The facility also executes high-performance liquid chromatography (HPLC) tests, which help to identify and verify the ingredients in each mixture to ensure product consistency from batch-to-batch. In addition, its mix accuracy is verified to 0.01 percent each hour.

Building A Greener Beverage

Dr Pepper Snapple considered several areas when seeking to build the new bottling and distribution center now located in Victorville. Among other factors, site selection eventually hinged on the expense of wastewater treatment. The city of Victorville did not have local wastewater treatment capabilities, but offered to negate the costs associated with wastewater treatment by building and funding the construction of a facility in the city. The construction not only attracted Dr Pepper Snapple, but it also drew in Plastipak, Dr Pepper Snapple’s packaging supplier, to the area.

The wastewater treatment facility has a capacity of 2.5 million gallons per day, much more than it is currently treating.
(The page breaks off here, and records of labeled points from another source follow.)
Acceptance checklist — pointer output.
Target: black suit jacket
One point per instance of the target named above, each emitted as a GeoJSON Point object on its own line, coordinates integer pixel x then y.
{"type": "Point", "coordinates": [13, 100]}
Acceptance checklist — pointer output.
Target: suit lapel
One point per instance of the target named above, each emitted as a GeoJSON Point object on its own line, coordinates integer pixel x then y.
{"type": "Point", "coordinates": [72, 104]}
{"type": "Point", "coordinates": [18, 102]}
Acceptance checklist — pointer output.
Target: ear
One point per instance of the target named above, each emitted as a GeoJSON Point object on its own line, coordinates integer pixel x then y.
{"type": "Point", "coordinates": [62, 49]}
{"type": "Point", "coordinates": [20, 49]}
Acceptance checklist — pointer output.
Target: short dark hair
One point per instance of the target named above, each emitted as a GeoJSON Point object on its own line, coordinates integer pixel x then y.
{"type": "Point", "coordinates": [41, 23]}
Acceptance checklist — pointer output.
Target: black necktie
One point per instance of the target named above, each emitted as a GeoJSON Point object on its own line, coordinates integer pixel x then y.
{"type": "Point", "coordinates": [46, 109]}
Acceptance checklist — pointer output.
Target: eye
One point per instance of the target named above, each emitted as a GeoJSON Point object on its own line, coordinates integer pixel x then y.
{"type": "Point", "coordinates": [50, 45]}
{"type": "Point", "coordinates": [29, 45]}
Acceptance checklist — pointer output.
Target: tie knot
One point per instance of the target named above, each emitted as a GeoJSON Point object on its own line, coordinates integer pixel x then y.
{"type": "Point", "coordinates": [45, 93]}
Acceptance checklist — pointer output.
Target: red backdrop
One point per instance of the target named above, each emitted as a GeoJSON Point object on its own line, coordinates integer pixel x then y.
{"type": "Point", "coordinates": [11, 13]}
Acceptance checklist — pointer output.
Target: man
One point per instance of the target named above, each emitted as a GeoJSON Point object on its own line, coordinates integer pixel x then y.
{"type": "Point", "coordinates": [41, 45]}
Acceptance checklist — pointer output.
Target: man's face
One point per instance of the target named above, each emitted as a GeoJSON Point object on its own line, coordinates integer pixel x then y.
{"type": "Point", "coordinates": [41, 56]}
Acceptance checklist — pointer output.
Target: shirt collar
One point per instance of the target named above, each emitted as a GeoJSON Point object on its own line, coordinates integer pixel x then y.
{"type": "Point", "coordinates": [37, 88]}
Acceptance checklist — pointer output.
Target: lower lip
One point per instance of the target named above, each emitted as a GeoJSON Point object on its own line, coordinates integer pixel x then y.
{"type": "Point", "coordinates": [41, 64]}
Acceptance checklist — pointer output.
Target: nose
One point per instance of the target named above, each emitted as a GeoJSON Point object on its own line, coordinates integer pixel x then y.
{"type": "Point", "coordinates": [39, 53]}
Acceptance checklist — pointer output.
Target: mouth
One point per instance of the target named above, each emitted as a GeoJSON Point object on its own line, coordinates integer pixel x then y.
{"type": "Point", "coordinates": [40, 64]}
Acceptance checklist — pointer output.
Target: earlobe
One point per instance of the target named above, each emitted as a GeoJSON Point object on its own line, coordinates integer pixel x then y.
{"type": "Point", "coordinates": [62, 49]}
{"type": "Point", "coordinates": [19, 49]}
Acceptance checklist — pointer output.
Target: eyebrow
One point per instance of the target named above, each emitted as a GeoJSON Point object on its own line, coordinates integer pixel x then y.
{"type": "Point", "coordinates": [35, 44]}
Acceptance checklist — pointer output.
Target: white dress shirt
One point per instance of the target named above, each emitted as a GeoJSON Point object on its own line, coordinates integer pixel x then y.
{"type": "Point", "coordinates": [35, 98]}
The city of Victorville is actively seeking to increase industry in the area in order to encourage job creation.

The facility recently completed review of its building plans and production methods by the U.S. Green Building Council, which awards Leadership in Energy and Environmental Design (LEED) certifications to buildings that meet certain environmental criteria. On April 25, Dr Pepper Snapple Group announced that the Victorville facility had achieved LEED Silver certification.
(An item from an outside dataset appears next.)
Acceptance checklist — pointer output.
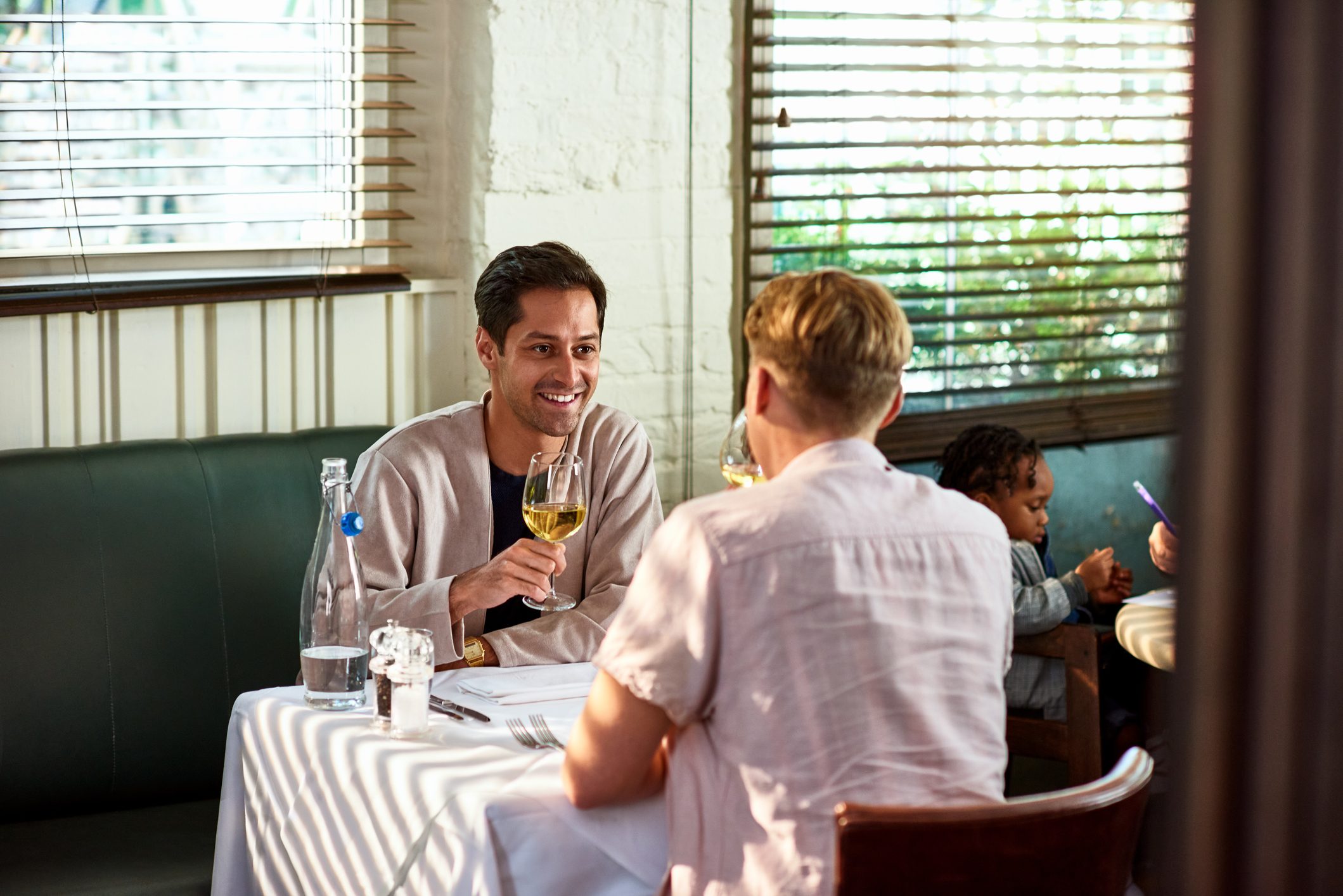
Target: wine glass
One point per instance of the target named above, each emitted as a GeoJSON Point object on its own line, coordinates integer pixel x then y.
{"type": "Point", "coordinates": [554, 507]}
{"type": "Point", "coordinates": [739, 465]}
The building boasts several unique energy-saving features, including a flat, white roof which reduces the absorption of heat energy outside the building and decreases cooling costs facility-wide.

The facility also utilizes highly accurate, leak-free liquid transportation systems, so despite processing 100,000 cases of beverage product each day, the Victorville facility has minimal syrup loss each day.

It has also drastically reduced its wastewater by employing a highly efficient and state-of-the-art brine recovery system, which allows for the recapture and reuse of much of the facility’s wastewater. In addition, bottle washing, traditionally a water-intensive process, is now done with the use of air rinsers.

Continuous Improvement

Already operating a state-of-the art facility in terms of safety -- both from a food safety and employee safety perspective -- Bailey isn’t growing complacent.

“No matter how safe you are, there’s always something you can do better,” he says with a smile.
Bailey and his team are pushing forward to achieve increasingly higher standards throughout the facility in worker safety, food safety, product consistency and energy efficiency.

“We’ve really upgraded our systems here to ensure that we meet our customer demands, as well as our internal demands and specifications,” he says.

These upgrades look to continue, as the facility seeks out alternative energy sources in continuing to reduce the energy it sources from the grid.

Only in its infancy, Dr Pepper Snapple Group’s Victorville facility is blowing past the industry-standard benchmarks for safety and quality in beverage production. And as the plant moves toward full capacity, it aims to maintain its dedication to continuous improvement.